Three men stranded on an uninhabited Pacific island survived for more than a week and used palm fronds to spell out HELP on the beach – leading to rescue by Navy and Coast Guard aviators who spotted the sign from several thousand feet in the air.

They had embarked March 31 in a 20-foot boat with an outboard motor from Pulawat Atoll, a small island with about an estimated 1,000 inhabitants in the Federated States of Micronesia about 1,800 miles (3,000 kilometers) east of the Philippines.

The men were fishing when they hit a coral reef, putting a hole in the boat’s bottom and causing it to take on water, Lt. Keith Arnold said in a Coast Guard video.
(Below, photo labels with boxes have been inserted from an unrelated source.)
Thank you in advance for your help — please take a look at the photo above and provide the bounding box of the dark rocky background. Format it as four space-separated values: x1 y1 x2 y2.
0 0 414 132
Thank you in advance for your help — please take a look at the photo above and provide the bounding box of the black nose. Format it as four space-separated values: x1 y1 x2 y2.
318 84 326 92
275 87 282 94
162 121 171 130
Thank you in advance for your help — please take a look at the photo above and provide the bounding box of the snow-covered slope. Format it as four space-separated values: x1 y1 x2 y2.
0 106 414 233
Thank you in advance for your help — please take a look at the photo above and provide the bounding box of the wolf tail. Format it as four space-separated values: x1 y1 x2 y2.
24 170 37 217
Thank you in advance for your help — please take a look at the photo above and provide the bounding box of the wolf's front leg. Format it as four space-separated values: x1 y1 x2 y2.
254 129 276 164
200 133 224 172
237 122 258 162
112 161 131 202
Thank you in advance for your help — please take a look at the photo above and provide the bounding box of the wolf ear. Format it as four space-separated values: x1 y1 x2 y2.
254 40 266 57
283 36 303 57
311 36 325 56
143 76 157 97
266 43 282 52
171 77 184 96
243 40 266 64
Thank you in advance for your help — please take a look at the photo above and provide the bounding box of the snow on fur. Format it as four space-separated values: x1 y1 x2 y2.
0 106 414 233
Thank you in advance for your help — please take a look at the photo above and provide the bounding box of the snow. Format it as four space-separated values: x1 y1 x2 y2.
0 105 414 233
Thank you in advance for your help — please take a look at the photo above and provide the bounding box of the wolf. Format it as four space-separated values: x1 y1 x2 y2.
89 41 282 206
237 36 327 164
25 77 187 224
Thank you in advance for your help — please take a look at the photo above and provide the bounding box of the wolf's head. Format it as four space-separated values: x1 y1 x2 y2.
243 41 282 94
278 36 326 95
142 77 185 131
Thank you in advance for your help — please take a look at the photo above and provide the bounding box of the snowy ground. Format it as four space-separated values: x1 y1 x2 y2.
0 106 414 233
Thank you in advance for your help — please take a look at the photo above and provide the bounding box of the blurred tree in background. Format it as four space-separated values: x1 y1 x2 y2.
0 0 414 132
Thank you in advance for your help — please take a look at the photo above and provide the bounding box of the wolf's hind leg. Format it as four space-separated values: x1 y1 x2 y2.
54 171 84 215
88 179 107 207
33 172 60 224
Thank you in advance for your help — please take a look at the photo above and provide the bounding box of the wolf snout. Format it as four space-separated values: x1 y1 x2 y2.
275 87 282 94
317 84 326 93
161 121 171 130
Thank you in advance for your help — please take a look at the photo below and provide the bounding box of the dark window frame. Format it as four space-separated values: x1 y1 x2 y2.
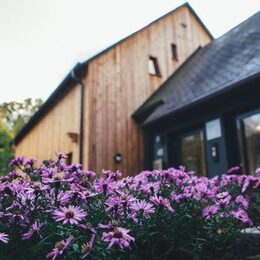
148 55 161 77
171 43 178 61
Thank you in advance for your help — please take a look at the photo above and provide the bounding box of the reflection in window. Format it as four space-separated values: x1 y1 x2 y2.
238 113 260 174
181 131 206 176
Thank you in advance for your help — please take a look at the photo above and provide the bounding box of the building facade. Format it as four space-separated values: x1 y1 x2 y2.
15 4 212 175
133 12 260 177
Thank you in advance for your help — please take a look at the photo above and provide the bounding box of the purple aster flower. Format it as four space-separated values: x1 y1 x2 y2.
141 182 160 195
0 233 9 244
150 195 174 212
130 200 155 218
232 209 253 226
81 235 96 259
94 178 113 195
53 206 87 225
102 227 135 249
227 166 240 174
22 221 43 240
202 205 219 219
235 195 249 209
47 236 74 260
55 152 68 160
9 156 25 167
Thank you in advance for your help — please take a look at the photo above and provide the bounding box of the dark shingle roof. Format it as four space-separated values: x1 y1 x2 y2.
133 12 260 125
14 3 214 144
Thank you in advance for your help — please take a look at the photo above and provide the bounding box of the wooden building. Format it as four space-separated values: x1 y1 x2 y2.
15 3 212 175
134 12 260 176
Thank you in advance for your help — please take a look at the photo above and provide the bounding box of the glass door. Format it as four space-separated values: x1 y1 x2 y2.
237 111 260 174
180 130 206 176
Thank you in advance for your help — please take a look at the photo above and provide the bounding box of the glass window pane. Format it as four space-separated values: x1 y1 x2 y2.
181 131 206 176
242 113 260 174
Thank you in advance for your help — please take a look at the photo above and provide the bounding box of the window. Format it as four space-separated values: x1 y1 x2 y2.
237 110 260 174
171 43 178 60
181 22 187 28
180 130 206 176
148 56 161 76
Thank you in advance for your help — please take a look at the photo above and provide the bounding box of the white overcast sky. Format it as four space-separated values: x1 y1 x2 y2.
0 0 260 103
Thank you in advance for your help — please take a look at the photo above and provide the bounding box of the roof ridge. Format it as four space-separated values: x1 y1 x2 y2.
82 2 214 65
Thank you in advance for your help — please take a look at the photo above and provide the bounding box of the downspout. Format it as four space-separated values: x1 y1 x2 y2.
70 68 84 165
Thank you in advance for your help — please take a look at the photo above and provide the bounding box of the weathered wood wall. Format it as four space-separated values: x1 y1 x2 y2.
16 6 210 175
15 86 80 162
84 7 210 175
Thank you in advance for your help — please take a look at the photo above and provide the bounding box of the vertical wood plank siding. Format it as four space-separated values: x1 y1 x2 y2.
16 6 210 175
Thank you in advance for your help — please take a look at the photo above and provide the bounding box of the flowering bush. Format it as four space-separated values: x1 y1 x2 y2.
0 154 260 259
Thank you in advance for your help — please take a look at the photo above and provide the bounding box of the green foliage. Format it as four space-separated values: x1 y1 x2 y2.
0 98 42 175
0 120 13 175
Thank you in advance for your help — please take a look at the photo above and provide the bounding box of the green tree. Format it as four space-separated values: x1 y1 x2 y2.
0 120 13 175
0 98 42 175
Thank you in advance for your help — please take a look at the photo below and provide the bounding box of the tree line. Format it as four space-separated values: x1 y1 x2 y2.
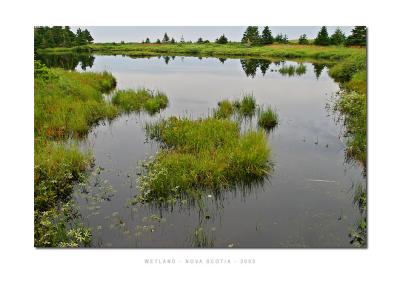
34 26 93 49
142 26 367 46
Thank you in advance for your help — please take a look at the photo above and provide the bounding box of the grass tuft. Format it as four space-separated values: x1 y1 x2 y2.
138 117 270 202
258 106 278 129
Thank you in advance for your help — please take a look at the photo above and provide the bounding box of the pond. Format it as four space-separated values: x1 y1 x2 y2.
38 55 365 248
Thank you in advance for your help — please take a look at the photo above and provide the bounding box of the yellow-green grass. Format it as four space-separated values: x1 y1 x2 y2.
258 106 278 129
34 62 117 244
34 65 118 138
138 117 271 202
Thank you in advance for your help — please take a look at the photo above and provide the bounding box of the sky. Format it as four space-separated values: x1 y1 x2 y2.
71 26 353 43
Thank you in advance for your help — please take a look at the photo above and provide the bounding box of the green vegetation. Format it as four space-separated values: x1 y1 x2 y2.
346 26 367 46
34 26 93 50
275 34 289 44
258 106 278 129
34 62 117 138
215 34 228 45
138 117 271 202
214 100 235 119
336 92 367 167
34 62 117 247
111 89 168 114
314 26 331 46
261 26 274 45
235 94 256 117
279 63 307 76
299 34 310 45
330 28 346 45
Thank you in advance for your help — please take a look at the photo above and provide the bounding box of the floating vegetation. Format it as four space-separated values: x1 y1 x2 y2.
111 89 168 114
138 117 271 202
258 106 278 129
235 94 256 117
349 184 367 247
279 63 307 76
214 100 234 119
190 227 215 248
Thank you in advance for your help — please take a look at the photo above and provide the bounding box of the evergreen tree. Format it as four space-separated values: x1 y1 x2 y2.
346 26 367 46
275 34 289 44
242 26 261 45
261 26 274 45
299 34 309 45
331 28 346 45
314 26 330 46
163 33 169 43
215 34 228 44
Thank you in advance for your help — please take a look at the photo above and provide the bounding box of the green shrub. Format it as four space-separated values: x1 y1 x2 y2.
214 100 234 119
138 117 270 202
239 95 256 116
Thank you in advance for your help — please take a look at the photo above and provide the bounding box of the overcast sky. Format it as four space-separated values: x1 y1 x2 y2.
71 26 352 43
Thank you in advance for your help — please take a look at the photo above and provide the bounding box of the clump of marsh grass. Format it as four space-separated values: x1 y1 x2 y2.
111 88 168 114
138 117 271 202
258 106 278 129
296 63 307 75
239 94 256 117
214 100 235 119
278 63 307 76
335 92 367 166
34 64 118 139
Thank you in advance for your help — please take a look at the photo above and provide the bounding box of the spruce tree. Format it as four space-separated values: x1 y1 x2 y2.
346 26 367 46
314 26 330 46
261 26 274 45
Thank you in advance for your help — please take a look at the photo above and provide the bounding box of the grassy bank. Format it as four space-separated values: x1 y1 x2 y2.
34 62 117 247
38 43 366 61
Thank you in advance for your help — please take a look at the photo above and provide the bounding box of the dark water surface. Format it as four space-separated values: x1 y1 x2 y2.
47 56 365 247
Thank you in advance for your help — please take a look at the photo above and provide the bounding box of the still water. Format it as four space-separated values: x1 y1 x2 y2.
43 53 365 248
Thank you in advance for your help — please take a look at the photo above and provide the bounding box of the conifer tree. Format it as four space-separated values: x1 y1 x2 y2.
314 26 330 46
261 26 274 45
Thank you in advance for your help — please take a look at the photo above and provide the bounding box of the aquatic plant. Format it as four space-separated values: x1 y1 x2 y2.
278 63 307 76
279 65 296 76
335 92 367 167
138 117 271 202
214 100 234 119
258 106 278 129
239 94 256 117
34 65 118 138
111 88 168 114
34 62 118 247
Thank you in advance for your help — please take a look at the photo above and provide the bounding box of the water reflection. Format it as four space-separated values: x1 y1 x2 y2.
35 53 328 79
35 53 95 70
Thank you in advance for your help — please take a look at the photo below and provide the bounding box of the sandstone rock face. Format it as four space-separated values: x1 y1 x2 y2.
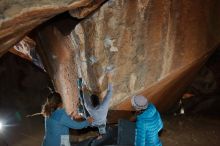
0 0 106 55
71 0 220 110
35 17 78 115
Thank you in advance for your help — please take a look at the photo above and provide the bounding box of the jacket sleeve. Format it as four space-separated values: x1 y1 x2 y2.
101 84 113 107
60 110 90 129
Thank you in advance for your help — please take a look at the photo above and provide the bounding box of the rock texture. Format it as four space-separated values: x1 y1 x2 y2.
0 0 105 55
35 18 78 115
71 0 220 110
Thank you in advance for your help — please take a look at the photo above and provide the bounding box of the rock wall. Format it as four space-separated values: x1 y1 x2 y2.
0 0 104 55
71 0 220 110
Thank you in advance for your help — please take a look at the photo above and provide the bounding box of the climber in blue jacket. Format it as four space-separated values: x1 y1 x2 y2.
131 95 163 146
42 92 93 146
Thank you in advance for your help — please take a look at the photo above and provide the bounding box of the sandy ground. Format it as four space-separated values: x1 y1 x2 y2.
0 115 220 146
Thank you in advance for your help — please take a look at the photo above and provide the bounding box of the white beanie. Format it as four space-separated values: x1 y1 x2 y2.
131 95 148 111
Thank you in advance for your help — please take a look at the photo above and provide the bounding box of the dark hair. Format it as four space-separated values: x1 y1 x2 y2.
42 92 63 117
90 94 100 107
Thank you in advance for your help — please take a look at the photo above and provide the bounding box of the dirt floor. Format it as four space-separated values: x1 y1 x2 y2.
161 115 220 146
0 115 220 146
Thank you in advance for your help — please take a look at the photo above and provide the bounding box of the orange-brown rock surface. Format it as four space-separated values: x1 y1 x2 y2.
71 0 220 110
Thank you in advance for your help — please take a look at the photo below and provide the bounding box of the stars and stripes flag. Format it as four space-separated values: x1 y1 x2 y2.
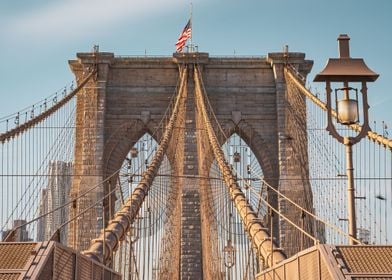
176 20 192 52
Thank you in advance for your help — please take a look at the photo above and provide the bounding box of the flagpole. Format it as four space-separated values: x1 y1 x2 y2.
190 1 193 52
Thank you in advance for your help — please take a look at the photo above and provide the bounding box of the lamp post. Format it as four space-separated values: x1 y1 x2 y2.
314 34 378 245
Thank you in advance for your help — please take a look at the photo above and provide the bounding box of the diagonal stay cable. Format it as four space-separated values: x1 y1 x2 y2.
194 66 286 266
285 66 392 150
0 70 96 143
82 65 187 263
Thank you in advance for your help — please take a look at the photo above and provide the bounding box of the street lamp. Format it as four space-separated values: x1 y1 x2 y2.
314 34 378 245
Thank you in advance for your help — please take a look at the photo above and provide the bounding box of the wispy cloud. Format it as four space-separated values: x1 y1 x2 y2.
3 0 183 40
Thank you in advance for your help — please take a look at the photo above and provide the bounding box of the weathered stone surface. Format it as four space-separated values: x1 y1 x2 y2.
69 53 311 274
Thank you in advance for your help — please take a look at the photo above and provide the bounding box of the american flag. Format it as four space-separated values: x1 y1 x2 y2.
176 20 192 52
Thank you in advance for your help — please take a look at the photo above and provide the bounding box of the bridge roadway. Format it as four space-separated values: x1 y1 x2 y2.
0 241 392 280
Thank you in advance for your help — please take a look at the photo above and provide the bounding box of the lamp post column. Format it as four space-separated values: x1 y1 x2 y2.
344 137 357 245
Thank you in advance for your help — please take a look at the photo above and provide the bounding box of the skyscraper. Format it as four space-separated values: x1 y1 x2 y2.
37 161 72 244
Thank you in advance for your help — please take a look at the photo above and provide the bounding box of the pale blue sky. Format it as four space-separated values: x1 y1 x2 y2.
0 0 392 131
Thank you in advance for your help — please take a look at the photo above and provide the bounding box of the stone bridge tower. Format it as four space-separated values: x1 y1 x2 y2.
69 52 313 262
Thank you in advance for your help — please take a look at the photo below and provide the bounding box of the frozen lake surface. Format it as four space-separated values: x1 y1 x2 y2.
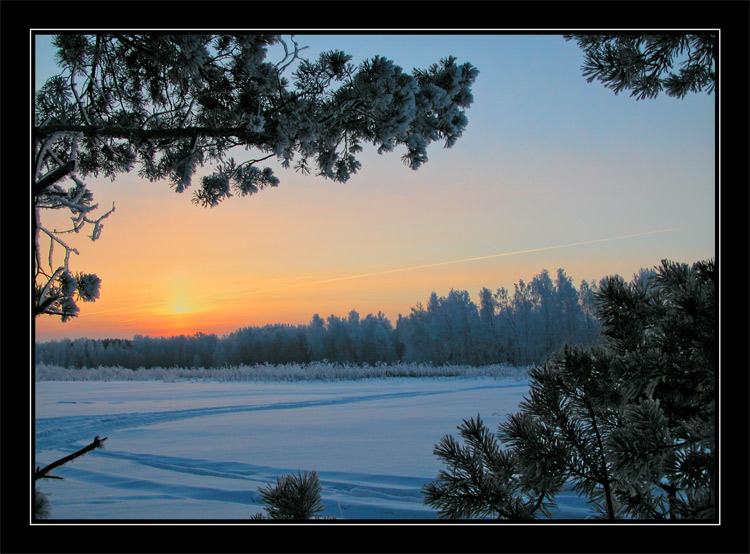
35 370 589 520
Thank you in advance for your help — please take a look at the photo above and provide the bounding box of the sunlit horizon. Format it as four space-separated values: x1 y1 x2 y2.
31 34 717 342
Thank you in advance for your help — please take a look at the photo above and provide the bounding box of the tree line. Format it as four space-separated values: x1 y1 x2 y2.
35 269 600 369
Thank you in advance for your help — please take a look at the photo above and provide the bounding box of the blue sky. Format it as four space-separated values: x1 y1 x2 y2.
36 33 717 340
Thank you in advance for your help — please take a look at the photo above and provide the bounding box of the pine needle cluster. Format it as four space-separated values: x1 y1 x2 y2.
424 260 717 520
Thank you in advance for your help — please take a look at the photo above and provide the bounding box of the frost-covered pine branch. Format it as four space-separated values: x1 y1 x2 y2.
33 132 109 321
32 33 478 321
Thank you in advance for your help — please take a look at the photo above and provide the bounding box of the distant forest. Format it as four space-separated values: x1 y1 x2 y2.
35 269 624 369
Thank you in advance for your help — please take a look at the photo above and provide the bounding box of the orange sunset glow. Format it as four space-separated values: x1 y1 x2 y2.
33 35 716 341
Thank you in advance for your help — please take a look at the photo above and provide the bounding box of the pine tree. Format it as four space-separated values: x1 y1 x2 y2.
425 260 717 520
255 471 324 520
565 33 717 100
32 33 478 321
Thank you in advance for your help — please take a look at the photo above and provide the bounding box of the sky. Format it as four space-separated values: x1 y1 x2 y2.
32 33 718 341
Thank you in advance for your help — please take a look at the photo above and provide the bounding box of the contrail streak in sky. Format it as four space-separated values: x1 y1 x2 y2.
81 228 674 321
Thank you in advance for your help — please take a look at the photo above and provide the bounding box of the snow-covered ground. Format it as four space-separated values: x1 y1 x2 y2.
35 366 588 520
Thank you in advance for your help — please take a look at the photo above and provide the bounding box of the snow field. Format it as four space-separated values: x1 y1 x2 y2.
34 370 588 520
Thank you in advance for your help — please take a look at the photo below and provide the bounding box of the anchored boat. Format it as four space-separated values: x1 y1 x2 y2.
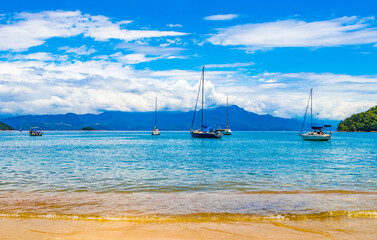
223 98 232 135
300 88 331 141
152 98 160 135
29 127 43 136
190 66 222 138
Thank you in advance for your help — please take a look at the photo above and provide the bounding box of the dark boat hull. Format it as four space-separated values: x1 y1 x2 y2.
191 132 222 138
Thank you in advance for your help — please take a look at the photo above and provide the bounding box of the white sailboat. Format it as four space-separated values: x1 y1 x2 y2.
152 98 160 135
190 66 222 138
300 88 331 141
223 98 232 135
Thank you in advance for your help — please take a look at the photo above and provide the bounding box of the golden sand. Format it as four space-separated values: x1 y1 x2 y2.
0 217 377 240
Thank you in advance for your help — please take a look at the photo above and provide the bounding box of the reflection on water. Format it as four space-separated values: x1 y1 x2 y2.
0 131 377 216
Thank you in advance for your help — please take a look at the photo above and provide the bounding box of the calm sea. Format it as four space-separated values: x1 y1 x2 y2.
0 131 377 219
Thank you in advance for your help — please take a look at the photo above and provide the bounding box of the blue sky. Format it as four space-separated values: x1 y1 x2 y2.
0 0 377 120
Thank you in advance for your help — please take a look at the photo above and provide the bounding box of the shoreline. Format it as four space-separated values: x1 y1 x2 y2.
0 217 377 240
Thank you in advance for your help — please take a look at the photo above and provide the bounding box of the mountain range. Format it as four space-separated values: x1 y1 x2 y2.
1 105 338 131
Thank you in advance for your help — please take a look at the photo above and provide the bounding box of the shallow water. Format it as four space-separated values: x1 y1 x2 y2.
0 131 377 219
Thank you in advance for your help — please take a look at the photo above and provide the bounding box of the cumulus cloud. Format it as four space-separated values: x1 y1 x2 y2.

A Coast Guard ship, the Oliver Henry, picked up the men Tuesday and took them back to the atoll where they had set out nine days earlier and 100 miles (160 kilometers) away, according to the statement.

They were “obviously very excited” to be reunited with their families, Coast Guard L. Cmdr. Christine Igisomar, a coordinator of the search and rescue mission, said in a Coast Guard video.

When their boat was damaged, “they knew they weren’t going to be able to make their return home and would need to beach their vessel,” said Arnold.

On April 6, a relative reported them missing to a Coast Guard facility in Guam, saying the men in their 40s had not returned from Pikelot Atoll. A search initially covering 78,000 square miles (200,000 square kilometers) began.

The crew of a U.S. Navy P-8 Poseidon plane from Kadena Air Force Base in Japan spotted the three on Pikelot and dropped survival packages. The next day, a Coast Guard HC-130J Hercules plane from Air Station Barbers Point in Hawaii dropped a radio the men used to report they were thirsty but all right, Arnold said.

“The help sign was pretty visible. We could see it from a couple thousand feet in the air,” Arnold said.

A similar rescue of three men from Pulawat Atoll happened on Pikelot Atoll in 2020. Those men spelled out “SOS” on the beach.

An Australian military helicopter crew landed and gave them food and water before a Micronesian patrol vessel could pick them up.